I am working with a dataset that I believe follows a "Negative Binomial" distribution. However, when I fit the Negative Binomial distribution, it turns out to be a poor fit. To explore further, I simulated a Negative Binomial distribution, but even on the simulated data, the overlaying distribution does not provide a good fit.
Here is my simulated data:
library(ggplot2)
library(MASS)
library(fitdistrplus)
# Generating negative binomial random numbers
n <- 1000 # Number of random numbers
size <- 5 # Number of successes
prob <- 0.3 # Probability of success
# Generating negative binomial random numbers
negative_binomial <- rnbinom(n, size, prob)
xx <- data.frame(negative_binomial)
I want to create a histogram with an overlay of the 'Negative Binomial' distribution on this data. Let's assume that I was given this data, so I had to estimate the parameters of the distribution using fitdist()
.
fit <- fitdistr(negative_binomial,densfun = "negative binomial")
ggplot(data = xx, aes(negative_binomial)) +
geom_histogram(
aes(y = ..density..),
bins = 18, color = "black", fill = "lightblue") +
stat_function(fun = dnbinom ,
args = list(mu = fit$estimate[2] , size = fit$estimate[1]),
color = "red", size = 1)
Question: Despite knowing that the simulated data is Negative Binomial
, why does the overlaying distribution provide such a poor fit to the data? What did I do wrong?

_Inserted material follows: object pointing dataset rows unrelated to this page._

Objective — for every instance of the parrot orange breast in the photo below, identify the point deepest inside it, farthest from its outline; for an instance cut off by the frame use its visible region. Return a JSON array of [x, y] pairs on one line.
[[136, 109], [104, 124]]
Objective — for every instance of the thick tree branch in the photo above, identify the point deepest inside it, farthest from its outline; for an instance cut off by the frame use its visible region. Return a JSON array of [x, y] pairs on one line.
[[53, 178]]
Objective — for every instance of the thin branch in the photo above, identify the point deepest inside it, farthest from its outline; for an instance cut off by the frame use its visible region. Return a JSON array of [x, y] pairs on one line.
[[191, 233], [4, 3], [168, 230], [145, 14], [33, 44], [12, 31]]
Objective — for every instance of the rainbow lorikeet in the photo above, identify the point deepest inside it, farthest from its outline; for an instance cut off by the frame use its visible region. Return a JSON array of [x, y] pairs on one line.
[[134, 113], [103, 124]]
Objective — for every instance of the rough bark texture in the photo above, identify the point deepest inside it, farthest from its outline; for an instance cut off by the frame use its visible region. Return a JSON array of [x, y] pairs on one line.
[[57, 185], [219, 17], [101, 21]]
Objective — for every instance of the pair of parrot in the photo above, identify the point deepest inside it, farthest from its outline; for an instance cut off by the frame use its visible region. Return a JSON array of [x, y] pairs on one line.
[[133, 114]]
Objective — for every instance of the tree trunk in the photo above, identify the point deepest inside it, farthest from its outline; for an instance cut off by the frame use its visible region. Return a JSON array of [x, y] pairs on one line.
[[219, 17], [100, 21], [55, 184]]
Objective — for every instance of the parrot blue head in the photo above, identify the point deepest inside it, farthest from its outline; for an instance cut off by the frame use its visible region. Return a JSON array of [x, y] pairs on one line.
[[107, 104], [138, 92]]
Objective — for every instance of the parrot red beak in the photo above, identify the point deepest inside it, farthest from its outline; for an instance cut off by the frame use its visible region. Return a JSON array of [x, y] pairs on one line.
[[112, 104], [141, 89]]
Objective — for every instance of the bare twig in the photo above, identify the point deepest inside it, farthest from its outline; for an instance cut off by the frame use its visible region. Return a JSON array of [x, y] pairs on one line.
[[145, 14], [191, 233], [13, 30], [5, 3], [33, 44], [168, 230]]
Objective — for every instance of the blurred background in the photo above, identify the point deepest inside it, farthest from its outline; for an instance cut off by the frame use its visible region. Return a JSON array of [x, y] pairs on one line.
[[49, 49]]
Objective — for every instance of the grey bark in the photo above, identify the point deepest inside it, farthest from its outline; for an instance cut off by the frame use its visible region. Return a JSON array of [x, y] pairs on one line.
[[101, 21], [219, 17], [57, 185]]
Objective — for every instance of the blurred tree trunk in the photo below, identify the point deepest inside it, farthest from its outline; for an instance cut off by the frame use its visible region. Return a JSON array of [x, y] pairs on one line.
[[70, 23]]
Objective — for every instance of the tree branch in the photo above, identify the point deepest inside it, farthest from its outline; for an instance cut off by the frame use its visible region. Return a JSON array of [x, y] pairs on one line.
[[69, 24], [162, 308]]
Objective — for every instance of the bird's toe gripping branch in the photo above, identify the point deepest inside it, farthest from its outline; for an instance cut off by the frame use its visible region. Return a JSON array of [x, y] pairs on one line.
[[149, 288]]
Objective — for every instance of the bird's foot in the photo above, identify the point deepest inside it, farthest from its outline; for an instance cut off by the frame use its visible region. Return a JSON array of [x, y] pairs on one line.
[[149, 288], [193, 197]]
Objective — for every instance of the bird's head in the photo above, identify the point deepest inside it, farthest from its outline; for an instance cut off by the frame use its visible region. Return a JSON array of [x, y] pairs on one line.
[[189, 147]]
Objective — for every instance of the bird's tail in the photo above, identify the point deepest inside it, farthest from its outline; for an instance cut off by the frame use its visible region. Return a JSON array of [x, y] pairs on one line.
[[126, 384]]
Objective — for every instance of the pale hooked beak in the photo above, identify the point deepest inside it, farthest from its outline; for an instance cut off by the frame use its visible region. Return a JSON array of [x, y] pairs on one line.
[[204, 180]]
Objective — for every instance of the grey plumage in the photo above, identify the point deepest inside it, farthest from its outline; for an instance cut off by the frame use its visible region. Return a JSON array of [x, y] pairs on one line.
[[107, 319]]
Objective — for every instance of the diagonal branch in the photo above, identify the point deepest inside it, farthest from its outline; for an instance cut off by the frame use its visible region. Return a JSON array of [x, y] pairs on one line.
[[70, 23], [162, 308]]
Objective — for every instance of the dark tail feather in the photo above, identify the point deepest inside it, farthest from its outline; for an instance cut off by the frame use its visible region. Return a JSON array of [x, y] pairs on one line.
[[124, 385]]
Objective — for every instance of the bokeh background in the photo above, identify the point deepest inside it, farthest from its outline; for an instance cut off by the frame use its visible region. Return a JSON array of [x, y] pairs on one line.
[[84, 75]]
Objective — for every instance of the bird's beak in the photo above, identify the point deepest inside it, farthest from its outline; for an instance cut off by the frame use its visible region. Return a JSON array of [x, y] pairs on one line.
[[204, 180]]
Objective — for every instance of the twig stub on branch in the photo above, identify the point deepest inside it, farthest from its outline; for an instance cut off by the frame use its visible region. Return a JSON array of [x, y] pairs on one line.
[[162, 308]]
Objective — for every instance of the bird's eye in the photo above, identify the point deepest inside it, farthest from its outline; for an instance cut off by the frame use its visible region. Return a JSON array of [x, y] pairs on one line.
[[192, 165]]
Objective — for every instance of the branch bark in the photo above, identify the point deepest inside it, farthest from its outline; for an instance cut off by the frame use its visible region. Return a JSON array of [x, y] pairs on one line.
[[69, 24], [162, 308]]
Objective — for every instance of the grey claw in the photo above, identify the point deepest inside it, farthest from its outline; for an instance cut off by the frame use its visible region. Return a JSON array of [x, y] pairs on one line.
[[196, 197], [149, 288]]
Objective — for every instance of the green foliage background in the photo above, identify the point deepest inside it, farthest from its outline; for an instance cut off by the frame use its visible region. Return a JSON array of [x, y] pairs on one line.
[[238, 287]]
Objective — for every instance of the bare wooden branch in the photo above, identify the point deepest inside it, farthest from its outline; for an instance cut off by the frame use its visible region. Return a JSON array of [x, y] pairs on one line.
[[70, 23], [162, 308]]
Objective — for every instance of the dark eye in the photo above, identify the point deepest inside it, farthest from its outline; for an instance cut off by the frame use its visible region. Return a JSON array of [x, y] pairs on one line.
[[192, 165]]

The main issue is that you are trying to plot a discrete distribution but feed the density function continuous values (which means it returns 0 for most of them).
fit <- fitdist(negative_binomial, distr = "nbinom")
yy <- data.frame(negative_binomial = 0:45)
yy$density <- dnbinom(yy$negative_binomial,
mu = fit$estimate["mu"] , size = fit$estimate["size"])
ggplot(data = xx, aes(negative_binomial)) +
geom_histogram(
aes(y = ..density..),
binwidth = 1, color = "black", fill = "lightblue") +
geom_linerange(data = yy, aes(ymin = 0, ymax = density),
color = "red")